Los vehículos y los que iban a pie no hicieron ninguna pausa, sino que
siguieron caminando, atraídos hacia la gran ciudad que exigía que se la
alimentase a cambio del entretenimiento y otros deleites con los cuales atraía
a los visitantes, decenas de miles de ellos. El parpadeo de las antorchas
cubrió todo lo largo de las murallas de la ciudad cuando cayó la oscuridad, y
vieron más luces, así como una serie de fogatas desperdigadas fuera de las
puertas, donde algunos de los viajeros se habían detenido a pasar la noche. Se
reunían todos en círculo en torno al fuego, y se cantaba y se reía, y las
familias disfrutaban del fresco nocturno.
Cato y Macro
fueron adelantándolos. El sonido de un cuerno anunció que había acabado la
primera hora de la noche al llegar a la imponente puerta Rauduscula.

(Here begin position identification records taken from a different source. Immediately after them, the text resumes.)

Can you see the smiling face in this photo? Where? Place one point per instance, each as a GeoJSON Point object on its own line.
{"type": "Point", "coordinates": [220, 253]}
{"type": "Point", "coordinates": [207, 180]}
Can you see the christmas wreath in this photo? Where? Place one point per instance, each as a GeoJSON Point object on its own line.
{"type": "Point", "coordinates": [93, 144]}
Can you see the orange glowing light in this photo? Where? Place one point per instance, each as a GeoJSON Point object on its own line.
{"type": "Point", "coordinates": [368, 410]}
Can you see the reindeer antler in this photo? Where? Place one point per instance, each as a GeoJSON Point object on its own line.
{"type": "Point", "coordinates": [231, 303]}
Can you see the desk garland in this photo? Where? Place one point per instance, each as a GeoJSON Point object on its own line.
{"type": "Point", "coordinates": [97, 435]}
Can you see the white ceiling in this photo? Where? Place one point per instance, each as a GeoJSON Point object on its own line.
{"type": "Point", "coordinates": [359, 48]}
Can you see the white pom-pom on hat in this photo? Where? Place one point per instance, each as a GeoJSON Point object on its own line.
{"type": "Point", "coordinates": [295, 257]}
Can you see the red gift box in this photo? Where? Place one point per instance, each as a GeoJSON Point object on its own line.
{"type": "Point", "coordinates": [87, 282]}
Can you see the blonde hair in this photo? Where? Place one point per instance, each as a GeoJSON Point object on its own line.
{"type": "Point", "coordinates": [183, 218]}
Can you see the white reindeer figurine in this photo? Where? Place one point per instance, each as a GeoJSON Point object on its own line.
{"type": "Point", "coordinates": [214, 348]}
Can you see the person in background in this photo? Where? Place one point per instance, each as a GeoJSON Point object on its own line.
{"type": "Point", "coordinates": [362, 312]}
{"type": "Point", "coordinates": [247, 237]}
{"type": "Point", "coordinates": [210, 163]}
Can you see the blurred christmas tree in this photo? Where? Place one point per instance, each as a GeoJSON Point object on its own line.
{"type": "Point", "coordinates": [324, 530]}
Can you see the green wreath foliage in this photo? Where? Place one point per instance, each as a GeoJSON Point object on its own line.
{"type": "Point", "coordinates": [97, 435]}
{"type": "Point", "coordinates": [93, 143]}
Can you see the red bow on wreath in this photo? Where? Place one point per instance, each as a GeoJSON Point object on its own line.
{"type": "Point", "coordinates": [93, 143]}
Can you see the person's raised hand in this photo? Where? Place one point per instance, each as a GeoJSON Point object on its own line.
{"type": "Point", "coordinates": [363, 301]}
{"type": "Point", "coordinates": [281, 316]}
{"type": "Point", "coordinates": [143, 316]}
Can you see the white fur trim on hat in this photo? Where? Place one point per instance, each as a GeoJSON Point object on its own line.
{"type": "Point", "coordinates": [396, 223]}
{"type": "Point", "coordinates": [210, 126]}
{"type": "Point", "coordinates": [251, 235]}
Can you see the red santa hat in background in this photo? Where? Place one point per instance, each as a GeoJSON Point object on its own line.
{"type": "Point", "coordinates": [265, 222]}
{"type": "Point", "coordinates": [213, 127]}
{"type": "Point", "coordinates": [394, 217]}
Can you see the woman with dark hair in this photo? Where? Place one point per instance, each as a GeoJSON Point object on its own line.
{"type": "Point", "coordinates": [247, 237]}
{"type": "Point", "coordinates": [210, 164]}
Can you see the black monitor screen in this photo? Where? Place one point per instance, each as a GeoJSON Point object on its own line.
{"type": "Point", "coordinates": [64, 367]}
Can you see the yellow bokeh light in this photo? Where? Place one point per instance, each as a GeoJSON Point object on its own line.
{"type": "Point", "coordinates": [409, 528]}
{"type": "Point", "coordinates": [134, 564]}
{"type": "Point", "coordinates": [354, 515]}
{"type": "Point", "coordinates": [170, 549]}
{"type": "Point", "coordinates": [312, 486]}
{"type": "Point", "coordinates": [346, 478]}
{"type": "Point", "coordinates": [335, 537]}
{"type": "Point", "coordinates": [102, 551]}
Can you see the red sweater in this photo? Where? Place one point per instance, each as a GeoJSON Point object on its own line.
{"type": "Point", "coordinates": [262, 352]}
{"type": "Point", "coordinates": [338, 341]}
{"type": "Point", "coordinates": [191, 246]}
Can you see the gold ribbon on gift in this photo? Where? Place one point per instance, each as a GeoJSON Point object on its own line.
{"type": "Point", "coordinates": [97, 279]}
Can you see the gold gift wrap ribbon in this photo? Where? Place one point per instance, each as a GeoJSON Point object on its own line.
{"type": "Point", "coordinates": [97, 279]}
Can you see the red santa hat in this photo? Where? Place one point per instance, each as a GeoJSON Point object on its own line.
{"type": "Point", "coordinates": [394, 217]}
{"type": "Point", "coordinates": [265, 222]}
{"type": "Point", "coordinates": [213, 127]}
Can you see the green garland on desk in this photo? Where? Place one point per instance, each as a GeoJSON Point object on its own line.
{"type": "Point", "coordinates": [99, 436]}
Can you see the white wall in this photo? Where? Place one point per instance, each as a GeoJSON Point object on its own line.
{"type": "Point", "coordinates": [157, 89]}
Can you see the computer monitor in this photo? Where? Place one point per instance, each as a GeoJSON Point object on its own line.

Presentaron sus sellos militares al optio de guardia, para evitar tener que
pagar el peaje, y pasaron por debajo de la arcada. Habían pasado casi tres años
desde la última vez que estuvieron en Roma, y el hedor a alcantarilla, verduras
podridas y agrio moho les resultó insoportable durante un momento.
La línea de la
Vía Ostiensis continuaba a través del barrio del Aventino, densamente poblado,
donde las casas de vecinos, destartaladas, se elevaban mucho más que las de Ostia.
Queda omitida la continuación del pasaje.